Thresher's Cudgel
Description
A Thresher's Cudgel is most commonly a stout knobkerry or shillelagh bound with iron and inlaid with tempest jade. These weapons are often carried by threshers in the Marches, but they are known throughout the Empire. Some unconquered warriors among the Highguard call them Shamansbane weapons, and the nickname is often used by any skirmisher or scout who regularly finds themselves fighting an enemy magician.
Battlefield opportunists find them particularly useful against enemy magicians who use the rely on staffs, finding them much easier to hit during an engagement - and because such implements are generally only carried by competent war casters. The most successful Orcish thief-takers acquire these weapons as a tool against well-equipped thieves who employ magical implements such as Yeoman's Bounty to help them evade pursuit. Some call it Mountebank’s Goodbye after numerous run-ins between thief-takers and the League’s most dastardly criminal magicians.
Orc-made versions tend to use Jotra, the Rune of Battle, to fight the opponent’s magic, while Highborn artisans, favouring the power of the Winter realm prefer to use the Yoorn, the Rune of Severance, to cut away the enemy’s power. While perfectly capable of wielding them, some magicians are reluctant to bond to a Thresher’s Cudgel, claiming a sense of resentment radiating from the weapon. Some oathwrights explain that as it is the weapon’s nature to destroy mage implements, most examples have an intrinsic dislike of magicians. Most other commentators believe such magicians are simply imagining the effect.
Rules
- Form: Weapon. Takes the form of a one-handed weapon. You must be wielding this weapon to use its magical properties.
- Requirement: Any character can bond to this item.
- Effect: You may spend a hero point to call SHATTER with this one-handed weapon when you strike a mage implement.
- Materials: Crafting a Thresher's Cudgel requires nine ingots of tempest jade. five ingots of green iron, three measures of ambergelt, and three measures of beggar's lye. It takes one month to make one of these items.
The volodny thrust with his staff towards the three sisters, keeping them at bay as around them the tormented spirits of the damned villagers shrieked and wailed.
"I will freeze your blood!" cried the volodny, his eyes flashing with silver. He thrust towards the youngest sister, Zelda Ignazy, but she swung her axe with all her might and struck the staff in the middle, shattering it to splinters. As the volodny reeled back, the spirits of the damned villagers swarmed upon Zelda and whispered to her of her lost love, buried these long six months beneath the frozen earth, and she wept and fell to her knees.

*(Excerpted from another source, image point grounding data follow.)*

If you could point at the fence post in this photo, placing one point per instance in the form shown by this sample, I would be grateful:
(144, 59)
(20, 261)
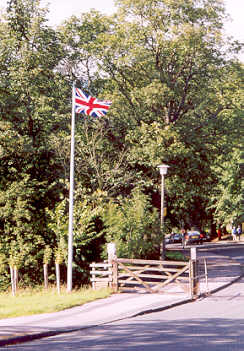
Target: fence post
(194, 273)
(93, 276)
(111, 249)
(115, 275)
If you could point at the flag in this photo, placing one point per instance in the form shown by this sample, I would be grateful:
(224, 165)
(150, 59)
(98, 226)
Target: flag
(89, 105)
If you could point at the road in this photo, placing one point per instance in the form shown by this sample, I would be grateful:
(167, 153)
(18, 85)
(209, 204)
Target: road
(215, 323)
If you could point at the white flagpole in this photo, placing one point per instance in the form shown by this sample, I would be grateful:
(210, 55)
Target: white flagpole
(71, 194)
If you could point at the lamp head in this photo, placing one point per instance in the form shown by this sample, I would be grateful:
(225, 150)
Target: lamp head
(163, 169)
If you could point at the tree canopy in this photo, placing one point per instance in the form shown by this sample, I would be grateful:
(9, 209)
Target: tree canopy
(177, 99)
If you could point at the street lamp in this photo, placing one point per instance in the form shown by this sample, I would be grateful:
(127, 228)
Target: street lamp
(163, 171)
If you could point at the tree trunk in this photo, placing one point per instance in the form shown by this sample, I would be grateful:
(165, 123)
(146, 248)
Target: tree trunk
(58, 276)
(45, 270)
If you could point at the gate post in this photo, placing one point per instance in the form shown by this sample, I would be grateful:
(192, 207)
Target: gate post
(115, 275)
(194, 274)
(111, 249)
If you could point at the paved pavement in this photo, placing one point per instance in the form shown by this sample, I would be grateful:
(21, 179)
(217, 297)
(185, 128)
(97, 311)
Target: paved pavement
(222, 271)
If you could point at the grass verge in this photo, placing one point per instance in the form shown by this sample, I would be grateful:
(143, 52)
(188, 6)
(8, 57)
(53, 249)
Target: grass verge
(36, 301)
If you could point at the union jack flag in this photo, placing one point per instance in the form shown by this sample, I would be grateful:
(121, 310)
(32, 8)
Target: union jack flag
(89, 105)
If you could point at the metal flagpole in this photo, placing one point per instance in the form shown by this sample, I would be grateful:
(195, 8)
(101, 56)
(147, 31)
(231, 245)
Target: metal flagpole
(71, 194)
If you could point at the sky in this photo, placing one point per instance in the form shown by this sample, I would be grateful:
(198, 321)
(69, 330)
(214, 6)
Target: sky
(62, 9)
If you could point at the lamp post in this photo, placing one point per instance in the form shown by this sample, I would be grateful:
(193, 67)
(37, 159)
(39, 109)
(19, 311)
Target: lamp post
(163, 171)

"I will drive you from my presence!" cried the volodny, drawing a rod of twisted pine marked with runes of despair and fear. He swung towards the middle sister, Magda Ignazy, but she swayed aside as a tree sways in a storm, and struck the rod with her sword, shattering it to splinters, As the volodny staggered away, the spirits of the damned villagers surged forward again, and whispered to Magda of her dead daughter, buried these long six years beneath the frozen earth, and she wept and fell to her knees.
"I will bring the shadow of death onto you all!" cried the volodny, and drew from the hidden place beneath his crimson robe a wand carved from the bone of a child and inlaid with the black stone that was his heart, the wand that looked like a wizened finger wearing an iron ring, as heavy as the full moon.
This was what the eldest sister, Rhina Ignazy, had been waiting for. She had held back while her sisters fought, remembering what the goose had told her and her sisters, remembering the advice their grandfather had given them before they set out.
As the volodny darted forward, his sleeves flapping like the wings of a great bloody bat, she struck with her wooden club, and broke the wand into flinders of bone and shattered crystal.
The volodny gave a single terrible cry, and then cracks ran across his skin, as he broke apart like an old clay bowl struck with a hammer, leaving nothing but dust and tattered robes.